This startling shot — from an overhead angle that clearly shows the terrified man falling away from us, practically all the way down to the ground — seems so real and unmediated by computers that you may actually wonder how it was done. It's followed by an equally horrific view of the dead man's crumpled body, which has been pounded into the ground, its cracked bones leering out through ripped skin and its glistening viscera plopped out like sausages on the sunny turf. Not too much is made of these shots — the director, Roger Michell ("Notting Hill"), doesn't milk them. But they burrow in your mind as the film's disturbing air of claustrophobic dread begins to build.

Contemplating the torn body on the grass, Daniel is approached by one of his fellow rescuers, a tall, blond, gangly man named Jed Parry (Rhys Ifans).
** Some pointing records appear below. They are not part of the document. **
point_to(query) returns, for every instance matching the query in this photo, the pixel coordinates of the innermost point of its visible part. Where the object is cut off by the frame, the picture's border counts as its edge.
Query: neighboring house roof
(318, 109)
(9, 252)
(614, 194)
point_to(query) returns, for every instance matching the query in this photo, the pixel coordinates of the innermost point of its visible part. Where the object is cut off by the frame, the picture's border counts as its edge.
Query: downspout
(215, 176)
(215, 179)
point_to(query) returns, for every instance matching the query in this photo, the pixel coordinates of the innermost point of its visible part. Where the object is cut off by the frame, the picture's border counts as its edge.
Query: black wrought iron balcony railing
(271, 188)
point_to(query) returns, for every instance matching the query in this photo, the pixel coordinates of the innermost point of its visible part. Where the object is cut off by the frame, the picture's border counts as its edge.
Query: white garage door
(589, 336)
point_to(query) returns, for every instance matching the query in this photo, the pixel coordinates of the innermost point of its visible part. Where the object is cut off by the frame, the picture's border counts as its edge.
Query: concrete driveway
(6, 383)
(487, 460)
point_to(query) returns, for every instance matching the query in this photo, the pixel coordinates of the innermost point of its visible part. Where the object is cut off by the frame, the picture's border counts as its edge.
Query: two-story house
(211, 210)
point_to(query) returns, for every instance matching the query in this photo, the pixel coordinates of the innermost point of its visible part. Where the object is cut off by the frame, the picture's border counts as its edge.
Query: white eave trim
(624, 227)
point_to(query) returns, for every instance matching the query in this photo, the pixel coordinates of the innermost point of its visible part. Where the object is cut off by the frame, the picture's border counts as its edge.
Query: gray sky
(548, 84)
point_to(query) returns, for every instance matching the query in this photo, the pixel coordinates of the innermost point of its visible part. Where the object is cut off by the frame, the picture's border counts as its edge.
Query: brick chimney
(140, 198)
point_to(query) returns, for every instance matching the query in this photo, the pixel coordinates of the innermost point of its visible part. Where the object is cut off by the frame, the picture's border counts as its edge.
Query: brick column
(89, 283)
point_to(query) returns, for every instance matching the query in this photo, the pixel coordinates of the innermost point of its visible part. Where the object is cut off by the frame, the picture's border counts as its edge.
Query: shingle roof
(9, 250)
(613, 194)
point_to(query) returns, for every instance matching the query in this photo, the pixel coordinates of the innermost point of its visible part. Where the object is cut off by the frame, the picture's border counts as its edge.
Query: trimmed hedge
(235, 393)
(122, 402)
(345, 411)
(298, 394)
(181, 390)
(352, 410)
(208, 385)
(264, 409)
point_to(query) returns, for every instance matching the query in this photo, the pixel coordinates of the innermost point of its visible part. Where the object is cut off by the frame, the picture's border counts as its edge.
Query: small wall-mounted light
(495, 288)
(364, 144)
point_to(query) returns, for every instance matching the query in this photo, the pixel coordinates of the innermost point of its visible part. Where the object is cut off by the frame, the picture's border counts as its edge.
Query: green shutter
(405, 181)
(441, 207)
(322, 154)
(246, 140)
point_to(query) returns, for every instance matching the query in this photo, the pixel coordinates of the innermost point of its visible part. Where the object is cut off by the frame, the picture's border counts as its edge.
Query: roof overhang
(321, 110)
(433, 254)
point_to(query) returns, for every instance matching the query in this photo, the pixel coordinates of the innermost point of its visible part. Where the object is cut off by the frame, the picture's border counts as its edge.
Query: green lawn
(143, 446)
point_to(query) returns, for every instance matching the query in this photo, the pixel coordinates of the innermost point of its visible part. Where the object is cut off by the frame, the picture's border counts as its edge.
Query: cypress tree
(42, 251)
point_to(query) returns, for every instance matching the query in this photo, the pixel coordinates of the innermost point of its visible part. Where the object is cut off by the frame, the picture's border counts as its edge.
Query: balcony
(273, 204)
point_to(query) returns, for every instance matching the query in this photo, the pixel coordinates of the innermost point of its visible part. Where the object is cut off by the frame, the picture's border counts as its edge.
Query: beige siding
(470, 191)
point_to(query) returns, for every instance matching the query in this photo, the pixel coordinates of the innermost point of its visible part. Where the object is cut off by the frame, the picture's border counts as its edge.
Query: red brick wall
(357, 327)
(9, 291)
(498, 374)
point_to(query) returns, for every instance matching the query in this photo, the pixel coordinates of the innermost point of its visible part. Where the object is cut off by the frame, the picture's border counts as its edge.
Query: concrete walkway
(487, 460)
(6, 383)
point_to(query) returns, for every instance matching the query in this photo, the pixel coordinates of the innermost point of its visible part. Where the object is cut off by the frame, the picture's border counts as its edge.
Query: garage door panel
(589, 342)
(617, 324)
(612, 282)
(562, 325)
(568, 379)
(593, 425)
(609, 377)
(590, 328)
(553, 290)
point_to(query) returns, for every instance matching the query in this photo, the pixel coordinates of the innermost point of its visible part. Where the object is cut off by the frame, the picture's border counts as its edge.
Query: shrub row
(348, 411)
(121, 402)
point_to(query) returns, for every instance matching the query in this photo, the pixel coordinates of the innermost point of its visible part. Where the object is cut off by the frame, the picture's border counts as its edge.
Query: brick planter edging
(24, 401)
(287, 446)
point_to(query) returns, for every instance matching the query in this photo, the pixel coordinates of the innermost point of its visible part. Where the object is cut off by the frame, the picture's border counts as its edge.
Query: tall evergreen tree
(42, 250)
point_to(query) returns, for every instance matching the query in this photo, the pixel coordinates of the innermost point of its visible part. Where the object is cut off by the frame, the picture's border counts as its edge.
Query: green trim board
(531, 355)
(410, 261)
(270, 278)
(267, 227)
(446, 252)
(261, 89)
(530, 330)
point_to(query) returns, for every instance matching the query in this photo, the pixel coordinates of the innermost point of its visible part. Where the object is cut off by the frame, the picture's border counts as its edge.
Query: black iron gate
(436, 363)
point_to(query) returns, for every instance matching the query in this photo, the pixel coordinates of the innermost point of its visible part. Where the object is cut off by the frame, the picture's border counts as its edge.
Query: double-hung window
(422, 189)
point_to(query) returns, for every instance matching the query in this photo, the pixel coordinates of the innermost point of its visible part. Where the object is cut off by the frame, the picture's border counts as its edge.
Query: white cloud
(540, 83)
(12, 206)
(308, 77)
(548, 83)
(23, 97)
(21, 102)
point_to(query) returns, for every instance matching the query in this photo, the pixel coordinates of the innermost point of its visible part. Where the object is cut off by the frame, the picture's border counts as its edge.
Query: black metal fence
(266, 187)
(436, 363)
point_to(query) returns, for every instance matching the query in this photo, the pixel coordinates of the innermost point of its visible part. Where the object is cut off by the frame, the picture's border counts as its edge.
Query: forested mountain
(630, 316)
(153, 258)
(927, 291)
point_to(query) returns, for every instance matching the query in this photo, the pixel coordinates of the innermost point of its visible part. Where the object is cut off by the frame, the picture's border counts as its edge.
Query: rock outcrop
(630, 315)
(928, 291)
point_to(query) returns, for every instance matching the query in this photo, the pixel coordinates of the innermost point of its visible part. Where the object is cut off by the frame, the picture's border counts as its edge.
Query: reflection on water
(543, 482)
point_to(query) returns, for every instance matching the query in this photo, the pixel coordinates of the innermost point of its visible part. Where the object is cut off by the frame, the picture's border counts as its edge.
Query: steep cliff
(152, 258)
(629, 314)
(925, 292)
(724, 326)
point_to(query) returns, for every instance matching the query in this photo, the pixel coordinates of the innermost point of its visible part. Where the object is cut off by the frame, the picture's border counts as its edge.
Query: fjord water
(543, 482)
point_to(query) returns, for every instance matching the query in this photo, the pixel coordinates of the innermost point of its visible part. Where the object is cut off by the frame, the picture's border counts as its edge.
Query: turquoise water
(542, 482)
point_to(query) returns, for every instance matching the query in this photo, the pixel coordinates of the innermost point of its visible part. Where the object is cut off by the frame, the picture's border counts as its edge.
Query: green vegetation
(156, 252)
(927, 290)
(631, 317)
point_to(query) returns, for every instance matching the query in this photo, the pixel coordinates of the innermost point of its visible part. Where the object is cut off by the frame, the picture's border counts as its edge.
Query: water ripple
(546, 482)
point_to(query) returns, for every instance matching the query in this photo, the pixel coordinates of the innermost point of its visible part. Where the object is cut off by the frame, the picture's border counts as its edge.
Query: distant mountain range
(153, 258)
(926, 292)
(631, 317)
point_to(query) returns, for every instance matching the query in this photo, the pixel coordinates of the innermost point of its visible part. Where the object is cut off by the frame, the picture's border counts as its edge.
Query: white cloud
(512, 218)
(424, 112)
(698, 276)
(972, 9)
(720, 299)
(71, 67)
Jed, who looks like a stick figure wrapped in shapeless clothes that might've been plucked out of a Dumpster, is clearly a bit off: He wants Daniel to kneel with him in prayer. ("I find it helps at times like these," he says, with gooey obsequiousness.) Daniel sinks to his knees with an obvious lack of enthusiasm.

In the days that follow, Daniel, a man already inclined to heavy rumination, becomes obsessed with the meaning — might there actually be one? — of the balloon man's death. (Since the boy in the passenger basket ultimately managed to land the vessel a few miles away, the man who fell died entirely in vain.) Then, out of the blue, love comes calling. One night, in the apartment he shares with Claire, he gets a phone call. It's Jed. Daniel can't imagine what he wants or, more important, how he got his number. "Where are you?" he asks suspiciously. "I'm in the park across the street," Jed says in a soft, disquieting purr. And sure enough, there he is. "God's love passed between us," the spindly drifter says of their brief encounter after the accident. And then: "Isn't there something you want to say to me?" Daniel can't imagine what he's talking about. But in the days that follow, Jed keeps pressing for an answer as he insinuates himself into Daniel's daily routines. Daniel goes to a restaurant: Jed is there. He goes to a bookstore: Jed is there among the stacks, grinning and snapping his picture. He seems to know all about Daniel, and, more worryingly, he knows about Claire, too. With his unspecified and increasingly ominous needs, Jed starts to drive Daniel over the edge of his forbearance; and Daniel, consumed by mounting anger, begins to drive away Claire (who has in any case grown weary of her boyfriend's anti-romance rants). Finally, in search of an explanation for all this, Daniel goes to see the widow of the man who fell from the balloon. She tells him she thinks there was someone with her husband when he drove away from the house that morning — someone she couldn't identify.

"Enduring Love"'s symbolism is sometimes a little ostentatious. (The billowing red balloon is echoed by a blood-colored pomegranate in a fruit bowl, and later by the sculpted apples in a museum exhibition.) And the sterile cityscape in which the story is set becomes visually oppressive after a while. (The movie was presumably filmed in London, but famous landmarks have been avoided, so it could be any old nowhere in the world.) But Daniel Craig (he played gang boss Paul Newman's crazy son in the 2002 "Road to Perdition") is tautly convincing as a smug, upscale academic whose encounter with the irrational nearly drives him mad. Samantha Morton, intriguingly placid as always, conveys a thoughtful ambivalence here. And as Jed, the Welsh actor Rhys Ifans (in his second balloon-related role — he also starred in the airborne Australian comedy "Danny Deckchair") brings an odd, shlumpy malevolence to the picture. You feel an uneasy twinge whenever he sidles into a scene.

The movie is so tamped-down and ambiguous that certain viewers may experience it as something not unlike a low-grade headache. But with its pervasive sense of unease and senseless threat, it does lodge in your head. Which probably can't be said of whatever more standard piece of cinematic product you may have endured lately.